Marco Maugeri, Professor of Commercial Law at Roma Tre University, whilst acknowledging the difficulty of reconciling the age-old conflict between the protection of the company and that of the investor, pointed out that the primary driver of a market remains the business idea. As for the reported risk linked to the exit price (based on the average of the last six months), he believes this is merely a minimum starting price: it will be up to the independent directors, by virtue of their fiduciary duties, to negotiate and ensure that the company’s objective value is reflected in order to protect minority shareholders. He also called on institutional investors to be more proactive, coordinating their efforts and voting against resolutions at general meetings if they consider the prices to be inappropriate.

Setting aside differences of interpretation regarding defensive mechanisms, within a regulatory landscape which, according to the FinGov research, structurally struggles to attract entrepreneurs and capital, the FinGov analysis concludes with a concrete appeal.
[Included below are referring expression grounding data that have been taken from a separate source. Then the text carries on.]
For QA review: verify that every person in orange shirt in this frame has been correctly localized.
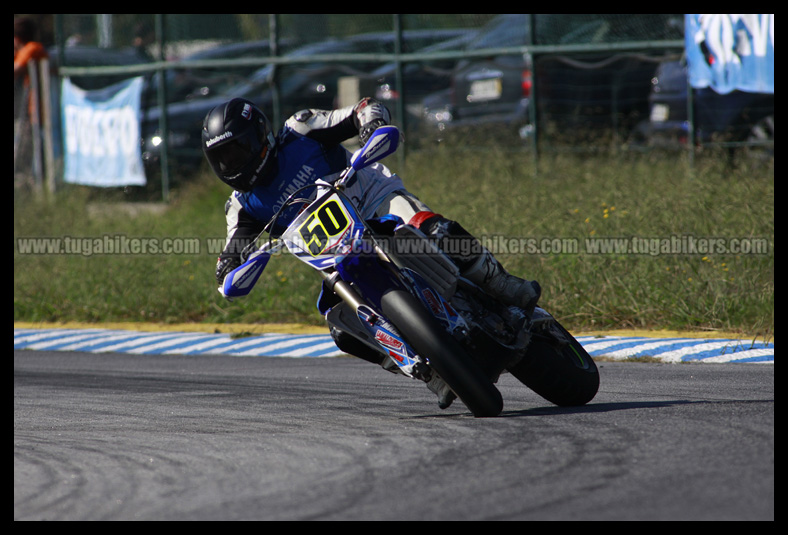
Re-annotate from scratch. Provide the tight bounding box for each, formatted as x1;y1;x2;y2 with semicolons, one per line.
14;17;49;114
14;17;49;185
14;17;48;86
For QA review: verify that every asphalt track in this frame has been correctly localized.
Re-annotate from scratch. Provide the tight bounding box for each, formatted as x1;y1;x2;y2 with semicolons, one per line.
14;323;773;521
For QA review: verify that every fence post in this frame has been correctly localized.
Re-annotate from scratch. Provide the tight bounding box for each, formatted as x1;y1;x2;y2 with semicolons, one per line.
393;14;406;165
155;14;170;202
685;71;695;169
527;14;539;175
27;61;44;192
269;14;282;127
39;58;56;196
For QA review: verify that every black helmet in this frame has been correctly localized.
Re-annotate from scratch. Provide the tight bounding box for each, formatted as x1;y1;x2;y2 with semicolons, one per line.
202;98;277;192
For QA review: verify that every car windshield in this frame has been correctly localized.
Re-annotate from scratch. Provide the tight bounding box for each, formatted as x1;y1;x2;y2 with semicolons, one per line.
468;14;532;49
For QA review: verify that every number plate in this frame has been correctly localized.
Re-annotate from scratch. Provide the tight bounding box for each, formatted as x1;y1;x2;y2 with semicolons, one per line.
650;103;669;122
297;197;351;257
282;191;365;270
468;78;502;102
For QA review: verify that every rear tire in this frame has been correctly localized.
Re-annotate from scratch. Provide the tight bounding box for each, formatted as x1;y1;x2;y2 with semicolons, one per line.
380;288;503;417
508;322;599;407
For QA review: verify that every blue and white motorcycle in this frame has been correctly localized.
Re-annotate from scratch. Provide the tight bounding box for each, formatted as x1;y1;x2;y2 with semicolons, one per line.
221;126;599;417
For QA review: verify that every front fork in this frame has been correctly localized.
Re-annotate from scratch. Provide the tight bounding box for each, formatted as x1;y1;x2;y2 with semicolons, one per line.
321;254;428;380
321;270;366;311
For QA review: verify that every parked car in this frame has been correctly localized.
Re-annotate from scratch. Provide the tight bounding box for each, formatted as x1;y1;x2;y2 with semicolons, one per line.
141;30;473;174
421;14;534;133
360;29;479;126
421;14;682;141
632;59;775;151
160;38;298;103
230;28;476;116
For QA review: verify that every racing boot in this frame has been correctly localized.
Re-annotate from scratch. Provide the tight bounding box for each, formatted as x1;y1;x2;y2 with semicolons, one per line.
462;248;541;315
426;374;456;409
408;212;541;314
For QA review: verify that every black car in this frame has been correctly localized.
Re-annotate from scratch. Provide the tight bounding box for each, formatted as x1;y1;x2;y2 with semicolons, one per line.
155;38;298;104
225;28;476;119
633;59;775;151
421;15;534;134
142;30;473;173
141;38;372;174
421;14;682;141
360;29;479;127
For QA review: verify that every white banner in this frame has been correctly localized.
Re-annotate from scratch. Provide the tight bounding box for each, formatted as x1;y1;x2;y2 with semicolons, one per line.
62;76;146;187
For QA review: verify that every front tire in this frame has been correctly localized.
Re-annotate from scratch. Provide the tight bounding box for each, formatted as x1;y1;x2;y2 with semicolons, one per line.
380;288;503;417
508;322;599;407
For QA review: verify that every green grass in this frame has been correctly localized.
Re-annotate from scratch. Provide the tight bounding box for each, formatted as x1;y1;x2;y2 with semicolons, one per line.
14;146;774;340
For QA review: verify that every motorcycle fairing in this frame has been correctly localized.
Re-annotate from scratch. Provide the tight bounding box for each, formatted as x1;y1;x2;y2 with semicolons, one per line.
281;190;366;271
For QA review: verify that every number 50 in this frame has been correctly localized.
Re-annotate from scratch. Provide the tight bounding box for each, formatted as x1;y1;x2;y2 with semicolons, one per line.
298;199;350;256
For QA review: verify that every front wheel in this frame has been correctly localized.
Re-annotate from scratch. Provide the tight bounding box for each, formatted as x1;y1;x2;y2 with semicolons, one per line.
508;322;599;407
380;288;503;417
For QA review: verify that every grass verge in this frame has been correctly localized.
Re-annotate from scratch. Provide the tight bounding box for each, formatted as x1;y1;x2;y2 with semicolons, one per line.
14;146;773;340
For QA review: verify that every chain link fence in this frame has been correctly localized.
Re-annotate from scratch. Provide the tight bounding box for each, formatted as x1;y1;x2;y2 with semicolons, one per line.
14;14;773;198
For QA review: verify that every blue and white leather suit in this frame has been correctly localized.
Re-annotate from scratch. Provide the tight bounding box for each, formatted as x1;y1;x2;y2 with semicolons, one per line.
217;100;430;277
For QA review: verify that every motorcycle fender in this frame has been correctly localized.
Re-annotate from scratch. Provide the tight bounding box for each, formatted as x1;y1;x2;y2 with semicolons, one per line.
530;306;555;330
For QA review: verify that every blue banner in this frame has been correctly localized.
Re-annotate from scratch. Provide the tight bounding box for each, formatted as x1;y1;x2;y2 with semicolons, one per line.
62;76;146;187
685;14;774;95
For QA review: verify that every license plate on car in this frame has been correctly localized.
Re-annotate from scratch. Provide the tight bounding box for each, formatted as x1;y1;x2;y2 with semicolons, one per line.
468;78;502;102
650;103;669;122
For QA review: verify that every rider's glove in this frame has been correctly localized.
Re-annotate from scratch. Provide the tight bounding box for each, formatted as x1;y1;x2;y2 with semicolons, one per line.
359;118;387;146
215;256;241;286
355;97;391;145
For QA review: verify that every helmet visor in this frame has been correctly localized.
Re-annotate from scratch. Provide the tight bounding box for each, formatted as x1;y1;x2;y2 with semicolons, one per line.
210;130;264;176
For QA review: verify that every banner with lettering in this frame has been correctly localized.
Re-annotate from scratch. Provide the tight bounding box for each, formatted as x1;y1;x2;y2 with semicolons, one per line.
685;14;774;95
61;76;146;186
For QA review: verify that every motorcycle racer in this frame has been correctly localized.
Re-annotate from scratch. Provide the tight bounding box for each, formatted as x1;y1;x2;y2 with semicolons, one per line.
203;97;541;390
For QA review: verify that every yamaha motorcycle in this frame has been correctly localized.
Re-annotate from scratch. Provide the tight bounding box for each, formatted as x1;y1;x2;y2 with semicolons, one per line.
220;126;599;417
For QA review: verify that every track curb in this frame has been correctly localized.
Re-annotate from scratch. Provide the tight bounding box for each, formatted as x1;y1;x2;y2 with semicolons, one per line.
13;321;772;340
14;322;773;363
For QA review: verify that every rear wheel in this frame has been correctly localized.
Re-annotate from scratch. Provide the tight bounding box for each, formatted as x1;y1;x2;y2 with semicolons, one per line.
380;288;503;417
508;322;599;406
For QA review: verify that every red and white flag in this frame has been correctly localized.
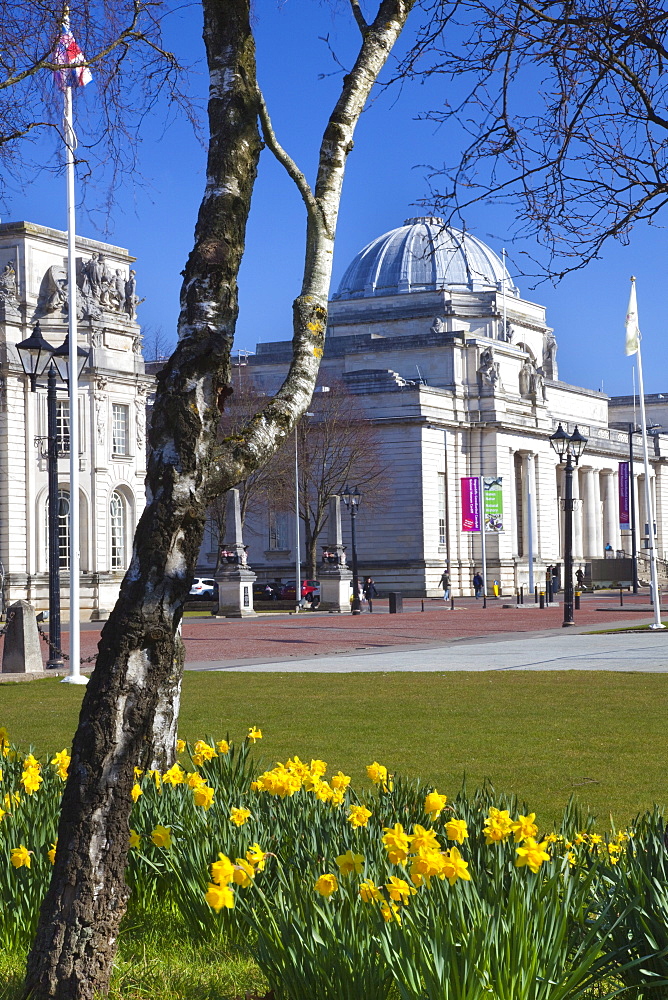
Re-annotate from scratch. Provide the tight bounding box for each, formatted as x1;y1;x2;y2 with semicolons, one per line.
52;28;93;90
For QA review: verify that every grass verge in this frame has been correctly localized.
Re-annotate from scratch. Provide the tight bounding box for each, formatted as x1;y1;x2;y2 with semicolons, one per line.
1;671;666;826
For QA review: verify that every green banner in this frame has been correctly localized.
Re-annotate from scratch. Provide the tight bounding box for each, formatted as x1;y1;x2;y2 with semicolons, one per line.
483;476;504;533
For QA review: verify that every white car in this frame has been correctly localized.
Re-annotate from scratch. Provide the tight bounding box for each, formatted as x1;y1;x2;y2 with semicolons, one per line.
189;577;218;600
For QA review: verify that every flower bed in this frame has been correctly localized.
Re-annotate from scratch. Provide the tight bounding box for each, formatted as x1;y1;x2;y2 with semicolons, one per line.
1;726;667;999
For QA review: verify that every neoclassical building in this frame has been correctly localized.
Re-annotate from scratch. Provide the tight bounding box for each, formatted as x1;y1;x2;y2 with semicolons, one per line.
0;221;152;615
220;217;668;596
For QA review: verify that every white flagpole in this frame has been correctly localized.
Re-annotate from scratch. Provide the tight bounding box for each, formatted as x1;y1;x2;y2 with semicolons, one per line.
62;64;86;684
501;248;507;340
628;277;664;630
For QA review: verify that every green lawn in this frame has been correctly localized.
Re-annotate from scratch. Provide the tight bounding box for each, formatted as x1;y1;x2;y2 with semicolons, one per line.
1;671;666;827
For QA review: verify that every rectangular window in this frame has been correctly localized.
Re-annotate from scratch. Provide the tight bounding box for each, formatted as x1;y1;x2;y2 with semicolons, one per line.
112;403;129;455
56;400;70;455
438;473;446;546
269;511;289;550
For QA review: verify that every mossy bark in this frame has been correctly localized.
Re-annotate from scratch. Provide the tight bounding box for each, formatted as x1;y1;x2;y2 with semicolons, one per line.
23;3;261;997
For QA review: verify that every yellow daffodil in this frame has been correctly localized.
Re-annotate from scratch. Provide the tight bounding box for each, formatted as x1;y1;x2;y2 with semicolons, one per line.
216;739;230;754
246;843;267;871
442;846;472;885
247;727;262;743
21;767;43;795
314;873;338;898
232;859;255;888
511;813;538;843
230;806;251;826
128;830;141;850
10;845;32;868
310;759;327;776
424;790;448;819
205;882;235;911
176;739;186;753
515;837;551;873
366;761;387;785
193;784;215;810
47;841;57;864
23;753;40;770
192;740;217;767
335;850;364;876
483;808;514;844
347;804;372;828
380;900;402;924
162;764;186;786
445;819;469;844
330;770;351;791
382;822;410;863
359;878;383;903
50;749;71;781
410;848;446;886
386;876;417;904
211;853;235;886
148;769;162;789
410;824;441;852
131;783;143;803
187;772;206;789
150;825;172;849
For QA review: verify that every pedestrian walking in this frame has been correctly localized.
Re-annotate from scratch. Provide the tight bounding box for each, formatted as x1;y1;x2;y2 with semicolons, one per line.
362;577;378;606
575;567;585;590
439;568;450;601
473;571;484;598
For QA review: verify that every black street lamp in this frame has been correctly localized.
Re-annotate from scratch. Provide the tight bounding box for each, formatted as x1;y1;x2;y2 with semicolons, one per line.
16;324;90;669
341;485;361;615
550;422;588;627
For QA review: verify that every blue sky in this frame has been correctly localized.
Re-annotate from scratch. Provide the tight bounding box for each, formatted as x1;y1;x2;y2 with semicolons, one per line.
6;1;666;395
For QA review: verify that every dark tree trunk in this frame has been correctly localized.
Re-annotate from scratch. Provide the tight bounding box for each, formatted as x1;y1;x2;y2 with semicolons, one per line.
23;3;262;997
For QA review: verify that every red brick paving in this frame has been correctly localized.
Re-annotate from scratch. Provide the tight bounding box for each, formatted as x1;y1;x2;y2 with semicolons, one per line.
1;593;655;670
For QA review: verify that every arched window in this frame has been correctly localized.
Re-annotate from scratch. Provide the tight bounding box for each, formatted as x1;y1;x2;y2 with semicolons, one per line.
110;491;126;570
45;491;70;570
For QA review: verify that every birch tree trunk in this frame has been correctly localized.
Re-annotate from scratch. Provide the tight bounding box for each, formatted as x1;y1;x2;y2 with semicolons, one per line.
23;2;413;998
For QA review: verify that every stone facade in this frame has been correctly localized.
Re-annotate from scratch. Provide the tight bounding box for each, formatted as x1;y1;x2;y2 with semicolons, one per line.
0;221;152;617
196;218;668;597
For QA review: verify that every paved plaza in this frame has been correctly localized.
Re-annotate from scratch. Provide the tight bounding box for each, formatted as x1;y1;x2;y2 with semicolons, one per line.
3;591;667;678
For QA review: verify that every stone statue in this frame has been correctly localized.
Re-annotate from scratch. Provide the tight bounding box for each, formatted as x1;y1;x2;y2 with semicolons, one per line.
430;316;446;335
0;260;19;319
542;330;558;380
478;347;501;388
41;264;68;313
135;386;147;450
519;358;533;396
0;261;17;301
94;377;107;445
112;269;125;310
531;365;547;401
125;270;138;319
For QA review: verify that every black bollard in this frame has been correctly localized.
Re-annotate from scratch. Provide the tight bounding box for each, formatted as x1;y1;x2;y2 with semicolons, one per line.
619;587;623;607
421;599;424;612
516;590;520;606
450;596;455;611
547;581;552;604
539;591;545;609
575;591;581;610
483;594;487;608
534;585;538;604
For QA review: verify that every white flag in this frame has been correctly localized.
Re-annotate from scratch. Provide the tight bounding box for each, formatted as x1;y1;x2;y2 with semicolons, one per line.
625;278;640;356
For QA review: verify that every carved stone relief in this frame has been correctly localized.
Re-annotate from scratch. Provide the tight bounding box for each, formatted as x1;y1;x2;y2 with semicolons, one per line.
37;255;140;325
94;377;107;446
0;260;20;319
478;347;501;389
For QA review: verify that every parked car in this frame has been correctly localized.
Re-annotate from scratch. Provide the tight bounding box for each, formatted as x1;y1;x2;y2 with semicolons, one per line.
189;577;218;600
253;582;280;601
280;579;320;604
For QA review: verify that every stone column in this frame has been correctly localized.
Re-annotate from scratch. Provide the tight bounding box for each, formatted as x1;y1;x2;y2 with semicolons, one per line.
572;468;583;559
593;471;603;557
319;496;353;613
581;467;600;558
602;471;620;553
522;453;538;588
213;489;257;618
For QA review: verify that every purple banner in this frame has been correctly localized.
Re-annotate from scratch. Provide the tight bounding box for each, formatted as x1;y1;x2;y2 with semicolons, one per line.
618;462;630;530
461;476;481;532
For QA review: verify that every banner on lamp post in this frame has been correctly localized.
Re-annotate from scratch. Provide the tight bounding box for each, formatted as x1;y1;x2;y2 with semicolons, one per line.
483;476;504;533
618;461;630;531
461;476;481;532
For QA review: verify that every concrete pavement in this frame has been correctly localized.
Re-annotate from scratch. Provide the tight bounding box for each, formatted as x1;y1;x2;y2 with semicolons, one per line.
185;624;668;672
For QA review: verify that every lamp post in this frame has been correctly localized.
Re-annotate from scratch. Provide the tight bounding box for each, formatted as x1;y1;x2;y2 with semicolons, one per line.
550;423;587;627
16;323;90;674
341;485;361;615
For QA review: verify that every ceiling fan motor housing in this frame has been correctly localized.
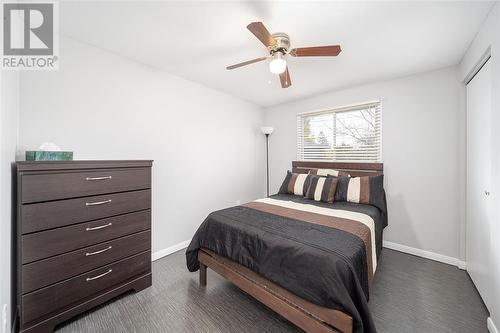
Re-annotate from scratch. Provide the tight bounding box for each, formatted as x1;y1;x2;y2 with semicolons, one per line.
269;32;290;55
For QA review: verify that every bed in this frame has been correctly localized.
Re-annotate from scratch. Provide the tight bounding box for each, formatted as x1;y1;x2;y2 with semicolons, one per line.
186;161;386;333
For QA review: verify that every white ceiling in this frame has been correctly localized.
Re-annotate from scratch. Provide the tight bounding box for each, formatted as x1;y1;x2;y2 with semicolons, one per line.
60;1;494;107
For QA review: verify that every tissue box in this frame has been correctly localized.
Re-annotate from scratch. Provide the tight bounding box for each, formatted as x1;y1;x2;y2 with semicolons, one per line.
25;151;73;161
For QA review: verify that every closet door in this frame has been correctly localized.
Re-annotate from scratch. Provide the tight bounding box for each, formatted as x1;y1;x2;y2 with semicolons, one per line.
466;59;492;309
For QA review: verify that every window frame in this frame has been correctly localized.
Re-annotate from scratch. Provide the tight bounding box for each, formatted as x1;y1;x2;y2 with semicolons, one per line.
296;100;382;162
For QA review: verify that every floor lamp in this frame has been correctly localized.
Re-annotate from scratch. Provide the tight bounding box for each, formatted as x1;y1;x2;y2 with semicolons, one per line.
261;126;274;197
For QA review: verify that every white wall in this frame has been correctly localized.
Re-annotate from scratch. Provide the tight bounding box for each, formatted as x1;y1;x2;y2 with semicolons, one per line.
0;71;20;333
19;37;266;256
264;66;462;260
460;4;500;332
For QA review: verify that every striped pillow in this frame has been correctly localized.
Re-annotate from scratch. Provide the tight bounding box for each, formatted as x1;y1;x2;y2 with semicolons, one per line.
305;176;338;203
347;177;371;204
308;168;350;177
278;171;312;196
342;175;384;206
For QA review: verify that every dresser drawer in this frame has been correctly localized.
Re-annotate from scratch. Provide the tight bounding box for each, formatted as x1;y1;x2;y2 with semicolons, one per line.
22;251;150;325
22;210;151;263
21;167;151;203
22;189;151;234
22;231;150;293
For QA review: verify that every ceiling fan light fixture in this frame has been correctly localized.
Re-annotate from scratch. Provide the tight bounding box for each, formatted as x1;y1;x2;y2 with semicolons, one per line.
269;52;287;74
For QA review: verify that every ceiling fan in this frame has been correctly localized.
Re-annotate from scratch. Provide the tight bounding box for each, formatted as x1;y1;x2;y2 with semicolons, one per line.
226;22;342;88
Belcredi has, in fact, drawn up a minimum emergency agenda comprising three essential corrective measures to restore balance to the reform: eliminate the ‘two-step’ opt-in system to nip conflicts of interest in the bud; remove the possibility of reducing the quorum for extraordinary general meetings to 50 per cent of those present; and, finally, ensure that minority shareholders are always guaranteed representation on the Board of Directors. Three lifelines to try to halt the falling water level at Piazza Affari.